I laughed, but there was no humor in it. Between the slutty dress and the overdone makeup, “trashy” aptly described the woman who stared back at me in the mirror. It was good to know, though, that if I couldn’t hack it as a nurse, I could fall back on a career as a hooker.
“You still haven’t told me how it went last night?” Greta probed, eyeing me while she leaned forward and pulled out the cherry-red nail polish from her giant Tackle Box of cosmetic goodies.
I’d gone to bed before she got back last night, and I’d been delaying the inevitable ever since I woke up. It seemed my time was up.

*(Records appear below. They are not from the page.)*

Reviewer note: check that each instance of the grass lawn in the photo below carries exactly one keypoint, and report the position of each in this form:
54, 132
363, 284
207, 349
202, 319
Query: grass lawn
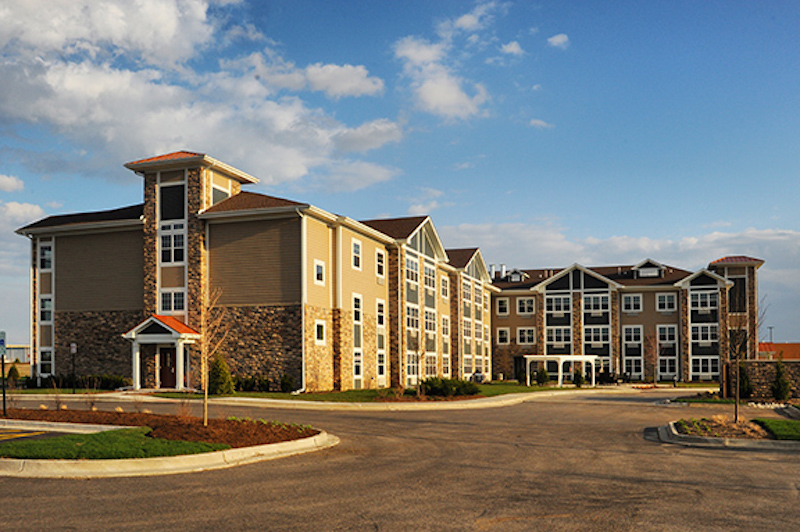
781, 429
364, 396
115, 444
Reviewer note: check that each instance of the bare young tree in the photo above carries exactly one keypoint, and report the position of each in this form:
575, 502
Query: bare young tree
215, 330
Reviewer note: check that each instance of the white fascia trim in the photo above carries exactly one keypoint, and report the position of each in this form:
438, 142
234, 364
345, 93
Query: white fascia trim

“It didn’t go… exactly as planned,” I hedged. I’d hooked the Costa that should have come with warning bells. And yet I couldn’t quite stop the smile that kept trying to tug up the corners of my cherry-red lips.
“Oh?” She cocked an eyebrow. “Because that smile tells me it didn’t exactly go badly.” She flipped her legs out from under her, held the nail polish bottle between her thighs, and unscrewed the top. “Sit,” she said, nodding at the space next to her. “The guy next to you at the bar looked like an awfully good plan to me from behind. And you look way too happy for a girl who struck out, hon.”
I sat down and held out my unpainted fingertips. “I guess that’s because I didn’t totally strike out.” The smile was back.Stupid smile.
“All right, spill.”
I held my breath for a moment before speaking. “His name was Nico. Nico Costa.”